IM NAMEN DER REPUBLIK

Das Bundesfinanzgericht hat durch die Richterin Dr. Gabriele Krafft in der Beschwerdesache ***Bf1***, ***Bf1-Adr***, über die Beschwerde vom gegen den Bescheid des Finanzamtes Lilienfeld St.Pölten nunmehr Finanzamtes Österreich vom betreffend Wiederaufnahme gemäß § 303 BAO hinsichtlich Einkommensteuer 2014-2018 (Arbeitnehmerveranlagung) Steuernummer ***BF1StNr1*** zu Recht erkannt:
Die Beschwerde wird gemäß § 279 BAO als unbegründet abgewiesen.
Gegen dieses Erkenntnis ist eine Revision an den Verwaltungsgerichtshof nach Art. 133 Abs. 4 Bundes-Verfassungsgesetz (B-VG) nicht zulässig.

Entscheidungsgründe

Verfahrensgang:

Mit Schreiben vom , bei der belangten Behörde (FA) eingelangt am , beantragte ***Bf1*** (Beschwerdeführer, Bf.) die Wiederaufnahme der Einkommensteuerbescheide (Arbeitnehmerveranlagung) ohne Angabe welche Jahre vom Antrag umfasst seien. Begründend verweist der Bf. auf das Erkenntnis des , bzw. .

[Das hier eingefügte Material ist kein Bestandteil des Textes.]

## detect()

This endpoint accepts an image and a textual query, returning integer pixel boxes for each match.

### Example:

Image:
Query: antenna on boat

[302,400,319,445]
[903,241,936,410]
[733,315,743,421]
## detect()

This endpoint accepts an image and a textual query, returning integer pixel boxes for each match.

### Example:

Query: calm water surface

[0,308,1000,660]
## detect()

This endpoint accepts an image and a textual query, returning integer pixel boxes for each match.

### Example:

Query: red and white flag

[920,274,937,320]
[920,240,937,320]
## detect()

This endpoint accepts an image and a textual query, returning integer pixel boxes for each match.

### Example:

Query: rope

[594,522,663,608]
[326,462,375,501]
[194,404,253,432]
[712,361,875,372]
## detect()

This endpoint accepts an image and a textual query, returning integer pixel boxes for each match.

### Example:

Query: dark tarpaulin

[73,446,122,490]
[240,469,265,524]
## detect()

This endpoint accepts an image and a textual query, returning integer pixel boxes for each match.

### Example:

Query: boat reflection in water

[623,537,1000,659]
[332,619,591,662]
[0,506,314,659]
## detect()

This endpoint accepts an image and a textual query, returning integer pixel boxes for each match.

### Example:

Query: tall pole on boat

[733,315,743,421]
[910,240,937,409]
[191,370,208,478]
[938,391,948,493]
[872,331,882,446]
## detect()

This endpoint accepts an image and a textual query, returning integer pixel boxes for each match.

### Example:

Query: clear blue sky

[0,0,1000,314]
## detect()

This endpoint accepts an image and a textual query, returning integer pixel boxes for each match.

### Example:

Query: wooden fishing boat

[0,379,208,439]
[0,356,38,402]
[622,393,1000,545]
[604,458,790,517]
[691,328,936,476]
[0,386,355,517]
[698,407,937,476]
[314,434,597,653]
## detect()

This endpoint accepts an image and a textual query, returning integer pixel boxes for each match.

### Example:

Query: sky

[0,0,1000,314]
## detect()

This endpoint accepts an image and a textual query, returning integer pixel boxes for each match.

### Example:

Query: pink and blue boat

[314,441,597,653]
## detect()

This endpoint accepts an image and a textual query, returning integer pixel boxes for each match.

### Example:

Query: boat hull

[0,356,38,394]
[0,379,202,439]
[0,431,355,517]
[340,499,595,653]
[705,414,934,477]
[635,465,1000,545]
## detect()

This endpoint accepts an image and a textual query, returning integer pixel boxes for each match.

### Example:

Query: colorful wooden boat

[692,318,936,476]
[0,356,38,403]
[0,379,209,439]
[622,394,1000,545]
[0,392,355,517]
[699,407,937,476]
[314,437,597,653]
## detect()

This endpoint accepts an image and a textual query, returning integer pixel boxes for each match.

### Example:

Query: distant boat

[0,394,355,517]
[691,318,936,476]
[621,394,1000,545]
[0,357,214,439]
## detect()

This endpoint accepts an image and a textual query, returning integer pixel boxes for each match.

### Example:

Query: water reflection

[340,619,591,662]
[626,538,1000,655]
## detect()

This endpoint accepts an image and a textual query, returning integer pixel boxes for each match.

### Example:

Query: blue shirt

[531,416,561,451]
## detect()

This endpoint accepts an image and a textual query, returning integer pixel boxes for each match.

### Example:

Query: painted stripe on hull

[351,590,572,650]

Die belangte Behörde (FA) wies mit Bescheid vom den Antrag betreffend 2014 zurück, da er nicht innerhalb der gesetzlichen Frist von 5 Jahren eingebracht worden war. Betreffend die Jahre 2015 bis 2018 wies das FA die Beschwerde ab, da aus Sicht des Bf. keine neuen Tatsachen iSd § 303 Abs. 1 BAO vorliegen würden.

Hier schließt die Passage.